I haven't used it so I can't give you a personal review, but Macworld did a review that you might find helpful:


"Should you upgrade to Excel 2011 if you’re using an older version? I definitely think so. The new interface and improved functionality make short work of even large projects, while the protection and sharing features make it easier to work with others—both on the Mac and on that “other” platform. There are only a few negatives with Excel 2011. I feel scrolling has been overly slowed down, the live window resizing is jumpy, and the lack of support for Services is troubling, as that's an OS X feature that I rely on daily. However, these things are not big enough issues to really affect Excel's performance and features—the program just works, and has many new features and improvements that spreadsheet users have been asking for. Excel 2011 is a solid program for anyone whose work involves a heavy dose of spreadsheet duty."

For regular spreadsheets, any of the others are good. But, as you have pointed out, Excel just works and it can do the 5% that none of the others can't, which is important when you are a really sophisticated user with complex systems demands. 2011 is also on my list; I am preparing a budget for a small start-up company and everything Apple but with Office 2001 a likely addition.

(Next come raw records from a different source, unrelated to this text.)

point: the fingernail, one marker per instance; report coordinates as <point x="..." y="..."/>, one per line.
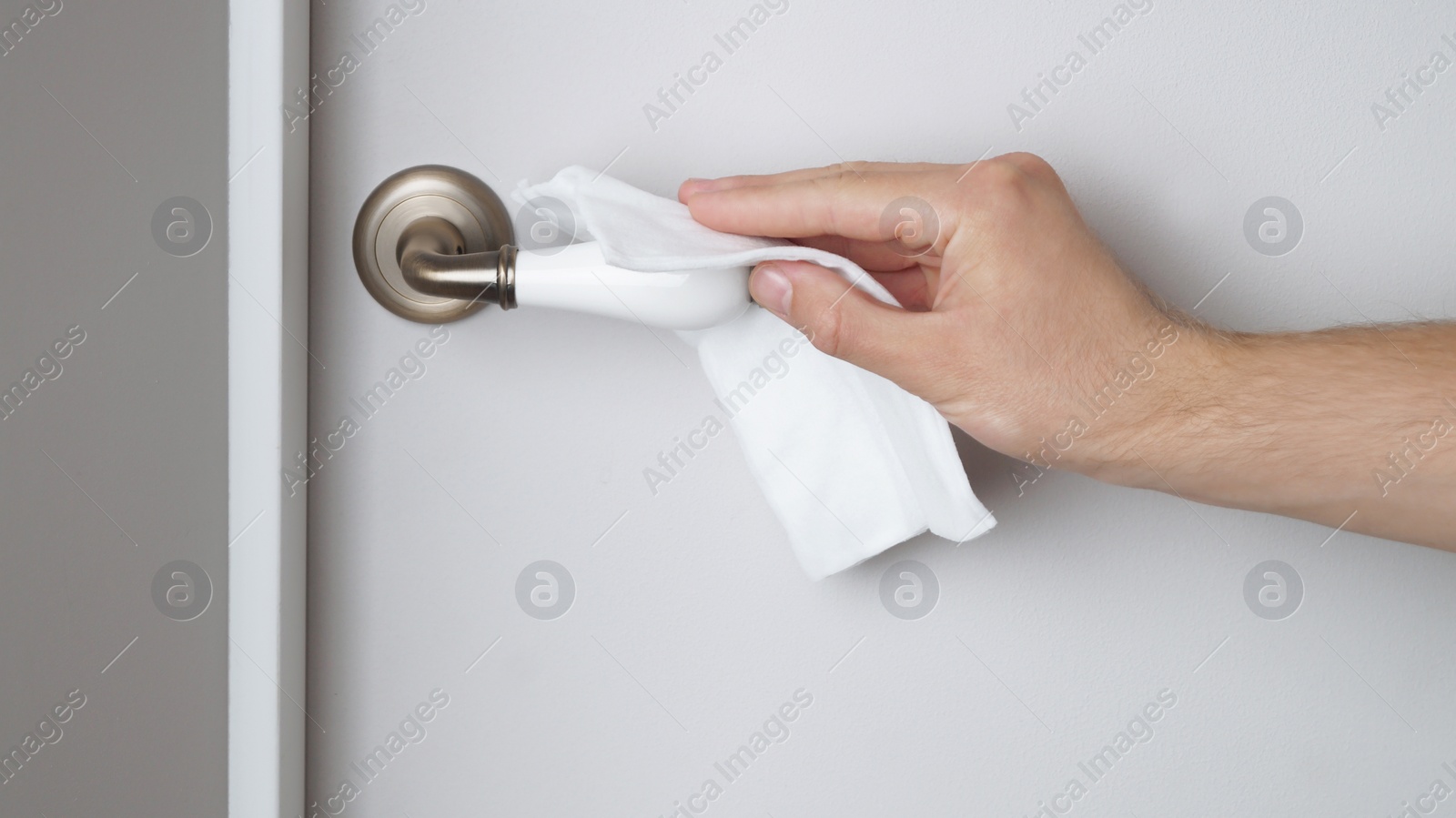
<point x="771" y="287"/>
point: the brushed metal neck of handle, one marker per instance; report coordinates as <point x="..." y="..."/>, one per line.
<point x="433" y="259"/>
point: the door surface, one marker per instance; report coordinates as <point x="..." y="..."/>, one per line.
<point x="1111" y="651"/>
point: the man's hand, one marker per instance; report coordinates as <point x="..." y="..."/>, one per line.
<point x="1023" y="329"/>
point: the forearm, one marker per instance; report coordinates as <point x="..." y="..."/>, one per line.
<point x="1317" y="425"/>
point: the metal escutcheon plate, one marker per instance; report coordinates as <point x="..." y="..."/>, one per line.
<point x="427" y="189"/>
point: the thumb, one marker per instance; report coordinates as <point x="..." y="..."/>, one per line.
<point x="848" y="322"/>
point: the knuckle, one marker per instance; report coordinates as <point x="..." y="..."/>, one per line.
<point x="827" y="330"/>
<point x="1033" y="165"/>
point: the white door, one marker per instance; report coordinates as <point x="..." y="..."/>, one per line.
<point x="673" y="629"/>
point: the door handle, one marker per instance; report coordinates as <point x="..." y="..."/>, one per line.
<point x="434" y="245"/>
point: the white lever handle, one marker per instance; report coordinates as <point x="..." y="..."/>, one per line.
<point x="579" y="278"/>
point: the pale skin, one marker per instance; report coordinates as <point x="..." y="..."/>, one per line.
<point x="1014" y="318"/>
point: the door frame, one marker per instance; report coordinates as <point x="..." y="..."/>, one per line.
<point x="267" y="405"/>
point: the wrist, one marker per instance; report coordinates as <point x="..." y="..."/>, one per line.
<point x="1142" y="436"/>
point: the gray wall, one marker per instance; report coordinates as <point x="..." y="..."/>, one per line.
<point x="691" y="623"/>
<point x="116" y="463"/>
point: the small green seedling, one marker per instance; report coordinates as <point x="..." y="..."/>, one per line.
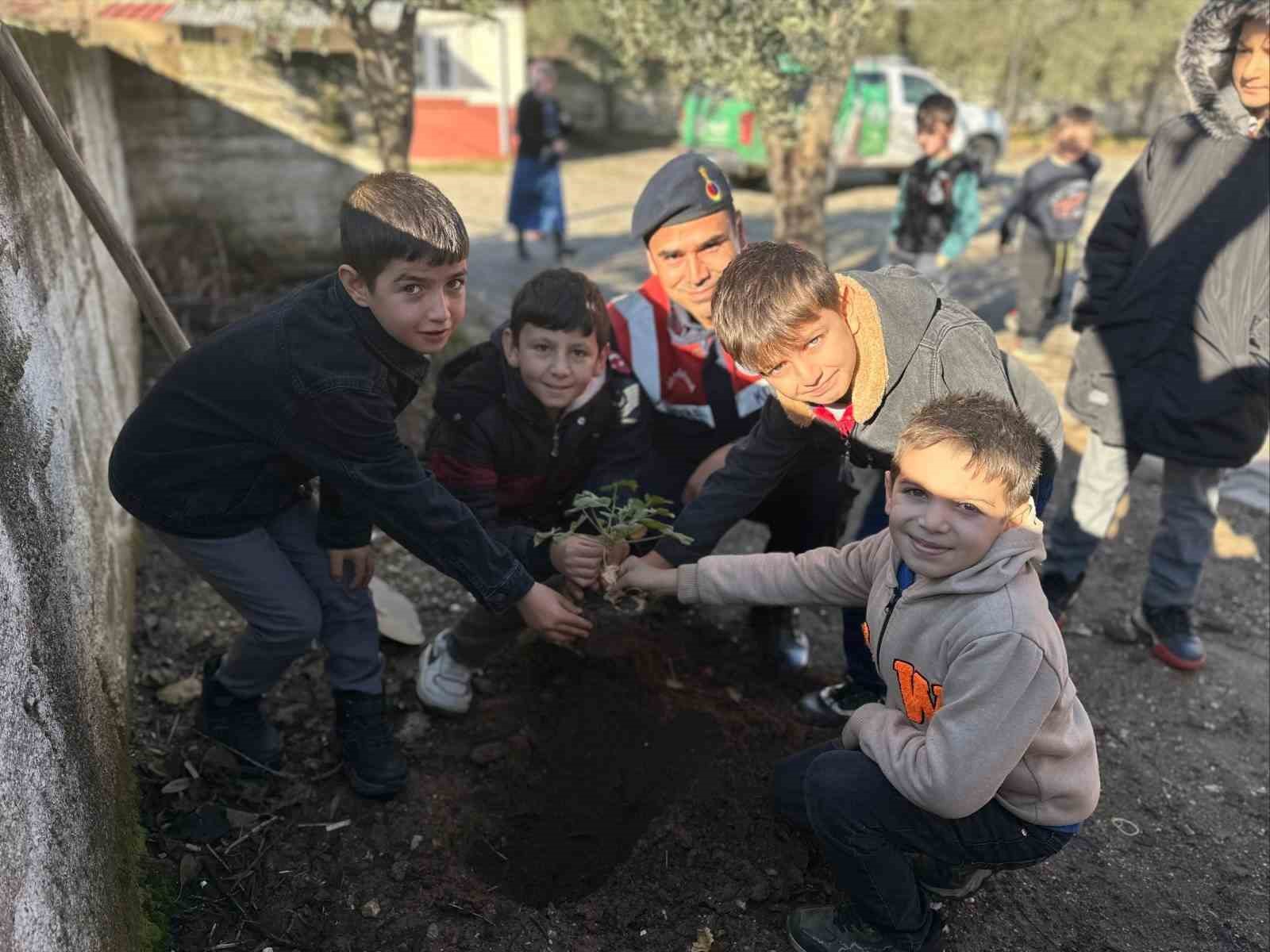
<point x="635" y="518"/>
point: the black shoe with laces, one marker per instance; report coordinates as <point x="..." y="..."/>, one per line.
<point x="238" y="724"/>
<point x="833" y="706"/>
<point x="840" y="930"/>
<point x="370" y="755"/>
<point x="943" y="881"/>
<point x="1172" y="635"/>
<point x="778" y="632"/>
<point x="1060" y="593"/>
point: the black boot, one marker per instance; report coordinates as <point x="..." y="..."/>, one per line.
<point x="239" y="724"/>
<point x="780" y="638"/>
<point x="370" y="757"/>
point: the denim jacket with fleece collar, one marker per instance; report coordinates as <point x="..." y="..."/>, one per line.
<point x="309" y="386"/>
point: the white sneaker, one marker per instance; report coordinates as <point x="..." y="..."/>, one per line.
<point x="444" y="685"/>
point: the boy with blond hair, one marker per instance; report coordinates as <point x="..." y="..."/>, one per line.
<point x="219" y="456"/>
<point x="850" y="357"/>
<point x="981" y="757"/>
<point x="1052" y="200"/>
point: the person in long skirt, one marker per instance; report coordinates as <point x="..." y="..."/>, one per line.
<point x="537" y="200"/>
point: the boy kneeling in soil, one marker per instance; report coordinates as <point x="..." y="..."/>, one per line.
<point x="850" y="359"/>
<point x="982" y="757"/>
<point x="219" y="455"/>
<point x="525" y="422"/>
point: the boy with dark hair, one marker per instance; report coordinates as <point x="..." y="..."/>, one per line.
<point x="525" y="422"/>
<point x="1174" y="313"/>
<point x="849" y="357"/>
<point x="982" y="757"/>
<point x="937" y="200"/>
<point x="1052" y="200"/>
<point x="219" y="456"/>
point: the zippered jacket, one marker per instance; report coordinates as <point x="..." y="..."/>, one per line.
<point x="979" y="702"/>
<point x="493" y="444"/>
<point x="1174" y="300"/>
<point x="310" y="386"/>
<point x="914" y="347"/>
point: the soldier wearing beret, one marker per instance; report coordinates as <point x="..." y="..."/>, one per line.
<point x="704" y="401"/>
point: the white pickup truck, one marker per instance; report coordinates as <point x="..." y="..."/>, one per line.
<point x="876" y="127"/>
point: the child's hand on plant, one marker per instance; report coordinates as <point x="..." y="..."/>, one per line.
<point x="579" y="559"/>
<point x="638" y="574"/>
<point x="558" y="619"/>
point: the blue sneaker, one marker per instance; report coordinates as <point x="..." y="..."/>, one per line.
<point x="1172" y="635"/>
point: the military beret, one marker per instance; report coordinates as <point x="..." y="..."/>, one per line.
<point x="687" y="187"/>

Something to consider as this has been absent from Apple's native apps.  Have a look at https://itunes.apple.com/us/app/myphonedesktop-phone-on-your/id352226779... and see how you can have Nokia Suite-like functionality on your Mac.  It may help complete the system for especially professional users.


Why migrate from Microsoft and then want to use their application software? Mac OS is by far superior to MS Windows, in so many respects. (I have just bought a Dell laptop with Windows 8 64-bit on it. Windows 8, even with Classic Shell, hampered productivity and I have formatted the drive and installed Zorin OS instead.)


On both Linux and Windows, I have been using LibreOffice and have been quite content with it. It also works on Mac, but here is a better option: http://www.neooffice.org/


Also have a look at Kingsoft Office, which I am also using.  


The two main things are that it will be slower on a Mac, and all those keyboard shortcuts that you committed to memory won’t be the same on a Mac. The basic core will be the same, but I’d wager you will not find a single person (fanboys excepted) who has actually used both that doesn’t view Excel on the Mac as the inferior version.